Выбрать главу

La comtesse lut en frissonnant:

«Monsieur de Beausire trouvera mademoiselle Oliva rue Saint-Claude, au coin du boulevard; il la trouvera et l’emmènera sur-le-champ. C’est une amie bien sincère qui le lui conseille. Il est temps.»

– Oh! fit la comtesse en froissant le papier.

– Et il l’a emmenée, dit froidement Cagliostro.

– Mais qui a écrit ce billet? dit Jeanne.

– Vous, apparemment, vous l’amie sincère d’Oliva.

– Mais comment est-il entré ici? s’écria Jeanne, en regardant avec rage son impassible interlocuteur.

– Est-ce qu’on n’entre pas avec votre clef? dit Cagliostro à Jeanne.

– Mais puisque je l’ai, monsieur Beausire ne l’avait pas.

– Quand on a une clef, on peut en avoir deux, répliqua Cagliostro en la regardant en face.

– Vous avez là des pièces convaincantes, répondit lentement la comtesse, tandis que moi je n’ai que des soupçons.
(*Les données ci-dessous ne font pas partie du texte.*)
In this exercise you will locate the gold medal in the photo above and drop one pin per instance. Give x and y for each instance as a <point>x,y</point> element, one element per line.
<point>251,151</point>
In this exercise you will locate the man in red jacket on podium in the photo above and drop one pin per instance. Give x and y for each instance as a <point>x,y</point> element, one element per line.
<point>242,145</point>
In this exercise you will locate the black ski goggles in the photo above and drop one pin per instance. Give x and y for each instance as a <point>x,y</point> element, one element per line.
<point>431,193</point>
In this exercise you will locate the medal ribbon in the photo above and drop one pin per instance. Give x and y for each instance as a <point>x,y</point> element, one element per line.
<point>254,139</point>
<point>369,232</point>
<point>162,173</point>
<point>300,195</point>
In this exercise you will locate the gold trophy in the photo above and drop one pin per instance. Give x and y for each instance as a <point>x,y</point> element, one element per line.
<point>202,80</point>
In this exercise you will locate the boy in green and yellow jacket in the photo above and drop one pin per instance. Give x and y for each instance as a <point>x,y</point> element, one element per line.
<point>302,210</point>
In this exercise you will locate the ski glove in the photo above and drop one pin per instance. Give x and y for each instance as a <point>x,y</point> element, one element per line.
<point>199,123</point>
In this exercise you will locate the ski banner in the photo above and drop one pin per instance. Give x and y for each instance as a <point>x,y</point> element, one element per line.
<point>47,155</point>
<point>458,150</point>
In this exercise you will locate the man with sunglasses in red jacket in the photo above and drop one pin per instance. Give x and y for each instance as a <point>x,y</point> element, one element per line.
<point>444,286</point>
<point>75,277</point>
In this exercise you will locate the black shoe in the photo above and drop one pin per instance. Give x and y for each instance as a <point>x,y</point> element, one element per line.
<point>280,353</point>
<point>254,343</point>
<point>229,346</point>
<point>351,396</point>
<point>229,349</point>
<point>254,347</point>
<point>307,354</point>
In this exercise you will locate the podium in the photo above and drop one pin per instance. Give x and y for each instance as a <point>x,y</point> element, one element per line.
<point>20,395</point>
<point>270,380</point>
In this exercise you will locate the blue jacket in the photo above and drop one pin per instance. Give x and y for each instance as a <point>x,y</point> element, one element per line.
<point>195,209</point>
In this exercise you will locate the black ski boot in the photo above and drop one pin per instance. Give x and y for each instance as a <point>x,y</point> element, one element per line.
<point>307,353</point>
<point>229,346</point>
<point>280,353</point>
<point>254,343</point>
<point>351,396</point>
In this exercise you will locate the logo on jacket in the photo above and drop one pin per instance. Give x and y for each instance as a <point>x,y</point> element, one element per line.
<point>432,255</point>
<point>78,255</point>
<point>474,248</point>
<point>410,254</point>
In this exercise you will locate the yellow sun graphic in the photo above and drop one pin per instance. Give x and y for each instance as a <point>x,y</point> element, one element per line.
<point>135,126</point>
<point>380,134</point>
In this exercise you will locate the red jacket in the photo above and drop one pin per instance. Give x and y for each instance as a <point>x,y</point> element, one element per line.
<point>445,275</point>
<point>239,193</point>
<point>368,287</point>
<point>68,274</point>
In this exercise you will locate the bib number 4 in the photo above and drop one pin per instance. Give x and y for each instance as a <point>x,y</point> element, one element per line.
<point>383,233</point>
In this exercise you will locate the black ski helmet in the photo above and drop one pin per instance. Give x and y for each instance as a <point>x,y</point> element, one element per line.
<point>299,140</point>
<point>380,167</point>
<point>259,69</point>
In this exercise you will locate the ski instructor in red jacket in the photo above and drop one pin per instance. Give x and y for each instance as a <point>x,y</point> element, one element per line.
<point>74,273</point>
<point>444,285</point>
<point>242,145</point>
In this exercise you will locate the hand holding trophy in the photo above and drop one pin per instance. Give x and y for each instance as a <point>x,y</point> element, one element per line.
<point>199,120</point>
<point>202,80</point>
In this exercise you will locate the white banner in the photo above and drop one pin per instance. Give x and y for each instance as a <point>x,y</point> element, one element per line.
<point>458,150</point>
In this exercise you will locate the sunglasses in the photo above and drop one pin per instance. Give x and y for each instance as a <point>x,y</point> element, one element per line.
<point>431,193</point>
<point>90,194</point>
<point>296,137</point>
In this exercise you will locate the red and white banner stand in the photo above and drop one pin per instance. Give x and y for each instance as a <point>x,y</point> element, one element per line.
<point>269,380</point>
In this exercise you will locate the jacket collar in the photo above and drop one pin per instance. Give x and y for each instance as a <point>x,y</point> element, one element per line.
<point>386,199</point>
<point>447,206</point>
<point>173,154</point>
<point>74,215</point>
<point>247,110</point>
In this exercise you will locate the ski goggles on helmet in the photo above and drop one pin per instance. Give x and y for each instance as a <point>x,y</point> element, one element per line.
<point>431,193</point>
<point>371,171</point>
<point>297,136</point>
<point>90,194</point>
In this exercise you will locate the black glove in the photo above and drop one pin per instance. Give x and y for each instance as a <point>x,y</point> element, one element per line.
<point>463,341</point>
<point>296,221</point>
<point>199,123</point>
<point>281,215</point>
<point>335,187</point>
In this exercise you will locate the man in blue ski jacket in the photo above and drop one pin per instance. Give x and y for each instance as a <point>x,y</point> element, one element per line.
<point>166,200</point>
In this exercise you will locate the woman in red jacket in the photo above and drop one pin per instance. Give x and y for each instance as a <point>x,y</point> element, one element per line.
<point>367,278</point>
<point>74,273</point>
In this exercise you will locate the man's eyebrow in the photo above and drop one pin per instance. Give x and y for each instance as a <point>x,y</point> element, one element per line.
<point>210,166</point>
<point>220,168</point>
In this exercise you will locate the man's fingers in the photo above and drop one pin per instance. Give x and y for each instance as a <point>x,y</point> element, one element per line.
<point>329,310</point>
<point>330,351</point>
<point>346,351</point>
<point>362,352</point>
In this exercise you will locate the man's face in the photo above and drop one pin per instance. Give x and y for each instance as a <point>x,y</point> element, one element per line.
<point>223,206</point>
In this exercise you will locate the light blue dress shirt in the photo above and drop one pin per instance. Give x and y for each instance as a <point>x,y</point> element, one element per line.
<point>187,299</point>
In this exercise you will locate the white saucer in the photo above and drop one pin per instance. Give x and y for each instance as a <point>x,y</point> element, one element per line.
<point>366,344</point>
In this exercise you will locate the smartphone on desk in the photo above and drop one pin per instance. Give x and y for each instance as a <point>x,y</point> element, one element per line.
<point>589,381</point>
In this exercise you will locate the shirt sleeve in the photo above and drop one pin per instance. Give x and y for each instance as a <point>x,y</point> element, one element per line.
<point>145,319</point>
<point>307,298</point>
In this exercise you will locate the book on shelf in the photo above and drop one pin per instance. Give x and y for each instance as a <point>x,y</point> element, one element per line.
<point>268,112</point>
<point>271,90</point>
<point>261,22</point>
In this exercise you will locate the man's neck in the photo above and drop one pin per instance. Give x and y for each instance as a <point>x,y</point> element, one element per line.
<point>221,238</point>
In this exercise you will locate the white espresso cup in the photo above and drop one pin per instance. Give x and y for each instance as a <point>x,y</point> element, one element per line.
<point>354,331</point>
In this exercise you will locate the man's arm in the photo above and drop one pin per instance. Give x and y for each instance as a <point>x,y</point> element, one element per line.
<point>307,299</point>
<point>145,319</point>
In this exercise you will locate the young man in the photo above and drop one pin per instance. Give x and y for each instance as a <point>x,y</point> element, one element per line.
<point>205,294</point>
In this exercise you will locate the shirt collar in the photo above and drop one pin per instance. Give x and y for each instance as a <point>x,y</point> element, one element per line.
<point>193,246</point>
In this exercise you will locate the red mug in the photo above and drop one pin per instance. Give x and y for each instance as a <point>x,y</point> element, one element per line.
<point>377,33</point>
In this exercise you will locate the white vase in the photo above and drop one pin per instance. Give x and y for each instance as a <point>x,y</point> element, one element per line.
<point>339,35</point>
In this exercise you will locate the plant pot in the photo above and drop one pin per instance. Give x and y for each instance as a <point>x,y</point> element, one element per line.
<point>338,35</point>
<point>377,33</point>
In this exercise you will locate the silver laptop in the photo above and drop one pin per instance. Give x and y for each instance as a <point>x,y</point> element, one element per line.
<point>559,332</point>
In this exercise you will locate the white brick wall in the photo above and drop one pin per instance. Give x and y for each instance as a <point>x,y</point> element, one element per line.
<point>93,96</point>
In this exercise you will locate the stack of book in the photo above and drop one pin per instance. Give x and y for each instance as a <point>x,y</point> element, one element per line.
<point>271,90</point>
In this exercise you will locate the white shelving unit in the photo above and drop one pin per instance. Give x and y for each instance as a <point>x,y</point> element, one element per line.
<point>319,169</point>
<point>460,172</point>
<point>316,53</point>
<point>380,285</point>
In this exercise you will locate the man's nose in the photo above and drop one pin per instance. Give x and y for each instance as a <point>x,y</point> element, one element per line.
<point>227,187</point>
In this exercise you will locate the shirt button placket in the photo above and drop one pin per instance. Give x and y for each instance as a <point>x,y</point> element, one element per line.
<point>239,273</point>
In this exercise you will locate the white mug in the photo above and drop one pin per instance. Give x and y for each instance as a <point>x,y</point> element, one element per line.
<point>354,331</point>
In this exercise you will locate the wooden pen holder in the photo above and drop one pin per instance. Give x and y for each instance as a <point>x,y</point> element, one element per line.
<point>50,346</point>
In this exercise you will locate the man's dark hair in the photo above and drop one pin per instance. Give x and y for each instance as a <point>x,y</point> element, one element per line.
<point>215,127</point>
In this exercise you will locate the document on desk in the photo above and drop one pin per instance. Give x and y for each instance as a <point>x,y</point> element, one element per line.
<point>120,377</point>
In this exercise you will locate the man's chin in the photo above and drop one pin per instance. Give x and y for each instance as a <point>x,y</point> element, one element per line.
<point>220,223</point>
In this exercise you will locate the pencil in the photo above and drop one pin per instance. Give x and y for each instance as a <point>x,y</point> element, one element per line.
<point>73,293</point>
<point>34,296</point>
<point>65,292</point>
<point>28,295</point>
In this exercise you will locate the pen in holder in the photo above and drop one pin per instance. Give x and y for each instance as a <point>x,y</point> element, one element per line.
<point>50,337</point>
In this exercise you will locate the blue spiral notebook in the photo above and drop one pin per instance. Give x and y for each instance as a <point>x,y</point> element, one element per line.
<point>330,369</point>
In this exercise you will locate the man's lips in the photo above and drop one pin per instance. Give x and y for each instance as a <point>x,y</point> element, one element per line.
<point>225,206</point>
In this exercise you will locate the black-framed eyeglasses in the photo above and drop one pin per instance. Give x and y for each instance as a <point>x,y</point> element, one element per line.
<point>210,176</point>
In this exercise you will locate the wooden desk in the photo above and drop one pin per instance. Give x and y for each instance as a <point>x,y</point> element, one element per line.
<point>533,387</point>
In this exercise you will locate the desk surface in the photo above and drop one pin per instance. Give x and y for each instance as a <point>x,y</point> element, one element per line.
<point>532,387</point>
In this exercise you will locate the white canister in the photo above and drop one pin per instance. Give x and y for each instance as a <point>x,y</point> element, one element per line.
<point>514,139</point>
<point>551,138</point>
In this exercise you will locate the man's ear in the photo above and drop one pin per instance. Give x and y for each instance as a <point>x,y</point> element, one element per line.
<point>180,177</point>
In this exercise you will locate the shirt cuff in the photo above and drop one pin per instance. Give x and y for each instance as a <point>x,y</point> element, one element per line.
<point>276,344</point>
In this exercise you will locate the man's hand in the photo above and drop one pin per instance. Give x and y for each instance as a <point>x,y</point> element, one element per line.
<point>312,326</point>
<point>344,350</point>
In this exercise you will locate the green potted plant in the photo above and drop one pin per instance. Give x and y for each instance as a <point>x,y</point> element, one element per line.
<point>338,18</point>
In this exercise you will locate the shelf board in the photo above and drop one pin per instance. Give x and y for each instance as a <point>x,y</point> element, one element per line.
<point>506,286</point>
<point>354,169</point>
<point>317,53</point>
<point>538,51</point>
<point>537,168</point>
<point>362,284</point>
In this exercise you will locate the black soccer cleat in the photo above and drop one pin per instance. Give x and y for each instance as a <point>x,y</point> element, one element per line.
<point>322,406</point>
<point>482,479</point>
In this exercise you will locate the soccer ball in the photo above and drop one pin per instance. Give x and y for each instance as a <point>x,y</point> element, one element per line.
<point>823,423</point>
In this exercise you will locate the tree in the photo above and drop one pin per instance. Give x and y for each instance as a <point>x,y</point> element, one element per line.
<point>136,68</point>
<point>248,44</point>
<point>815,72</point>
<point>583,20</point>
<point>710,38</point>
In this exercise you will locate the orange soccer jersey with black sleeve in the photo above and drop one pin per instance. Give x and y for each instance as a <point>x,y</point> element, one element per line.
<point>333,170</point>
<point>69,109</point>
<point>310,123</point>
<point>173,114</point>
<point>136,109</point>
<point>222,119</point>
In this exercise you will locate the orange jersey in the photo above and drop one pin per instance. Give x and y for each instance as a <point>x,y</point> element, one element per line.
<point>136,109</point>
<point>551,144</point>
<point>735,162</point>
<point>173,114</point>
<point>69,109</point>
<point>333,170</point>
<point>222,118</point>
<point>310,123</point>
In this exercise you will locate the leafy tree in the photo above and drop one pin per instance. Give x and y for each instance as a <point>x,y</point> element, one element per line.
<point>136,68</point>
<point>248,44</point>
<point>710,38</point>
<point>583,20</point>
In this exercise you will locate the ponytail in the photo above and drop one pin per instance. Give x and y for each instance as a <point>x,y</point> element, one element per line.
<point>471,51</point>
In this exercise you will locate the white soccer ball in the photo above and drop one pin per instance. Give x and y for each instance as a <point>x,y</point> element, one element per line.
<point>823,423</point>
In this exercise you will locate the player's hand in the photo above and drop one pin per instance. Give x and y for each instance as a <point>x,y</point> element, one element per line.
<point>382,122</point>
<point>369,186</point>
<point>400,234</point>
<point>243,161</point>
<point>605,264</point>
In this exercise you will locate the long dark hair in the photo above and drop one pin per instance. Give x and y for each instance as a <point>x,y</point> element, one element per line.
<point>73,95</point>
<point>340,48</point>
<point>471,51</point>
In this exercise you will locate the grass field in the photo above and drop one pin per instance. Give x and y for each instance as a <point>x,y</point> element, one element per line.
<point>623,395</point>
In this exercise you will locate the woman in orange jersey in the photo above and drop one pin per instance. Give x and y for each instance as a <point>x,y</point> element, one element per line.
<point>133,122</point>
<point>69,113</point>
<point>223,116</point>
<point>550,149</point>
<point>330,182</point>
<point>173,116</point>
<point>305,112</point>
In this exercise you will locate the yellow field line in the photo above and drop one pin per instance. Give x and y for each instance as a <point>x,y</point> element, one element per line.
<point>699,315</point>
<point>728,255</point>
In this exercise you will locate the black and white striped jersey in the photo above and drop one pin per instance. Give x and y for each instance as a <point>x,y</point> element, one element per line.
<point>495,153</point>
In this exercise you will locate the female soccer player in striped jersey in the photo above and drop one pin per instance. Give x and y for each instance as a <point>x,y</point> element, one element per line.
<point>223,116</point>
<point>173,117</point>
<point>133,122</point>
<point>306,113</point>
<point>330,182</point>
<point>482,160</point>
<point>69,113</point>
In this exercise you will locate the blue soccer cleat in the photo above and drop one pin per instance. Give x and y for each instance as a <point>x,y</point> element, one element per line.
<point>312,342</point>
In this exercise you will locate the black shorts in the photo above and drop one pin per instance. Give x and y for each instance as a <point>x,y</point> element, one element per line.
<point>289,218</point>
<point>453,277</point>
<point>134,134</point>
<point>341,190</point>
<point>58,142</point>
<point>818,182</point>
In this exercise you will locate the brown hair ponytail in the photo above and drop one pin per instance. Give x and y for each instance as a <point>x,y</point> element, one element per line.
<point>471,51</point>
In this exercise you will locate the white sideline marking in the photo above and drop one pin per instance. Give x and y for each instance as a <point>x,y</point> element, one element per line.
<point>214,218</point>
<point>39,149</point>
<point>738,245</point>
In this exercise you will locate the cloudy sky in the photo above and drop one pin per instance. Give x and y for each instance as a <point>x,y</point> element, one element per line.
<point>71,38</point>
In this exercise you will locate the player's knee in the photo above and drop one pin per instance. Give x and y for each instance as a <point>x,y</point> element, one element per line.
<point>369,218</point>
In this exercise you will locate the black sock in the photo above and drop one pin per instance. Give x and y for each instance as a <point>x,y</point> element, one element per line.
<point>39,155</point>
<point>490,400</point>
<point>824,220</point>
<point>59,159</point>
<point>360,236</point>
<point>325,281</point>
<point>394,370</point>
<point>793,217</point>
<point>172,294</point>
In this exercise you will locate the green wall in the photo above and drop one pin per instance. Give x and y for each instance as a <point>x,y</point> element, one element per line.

– Oh! j’en ai aussi, dit Cagliostro, et qui valent bien les vôtres, madame.

En disant ces mots, il la congédia par un geste imperceptible.

Elle se mit à descendre; mais le long de cet escalier désert, sombre, qu’elle avait monté, elle trouva vingt bougies et vingt laquais espacés, devant lesquels Cagliostro l’appela hautement et à dix reprises: Madame la comtesse de La Motte.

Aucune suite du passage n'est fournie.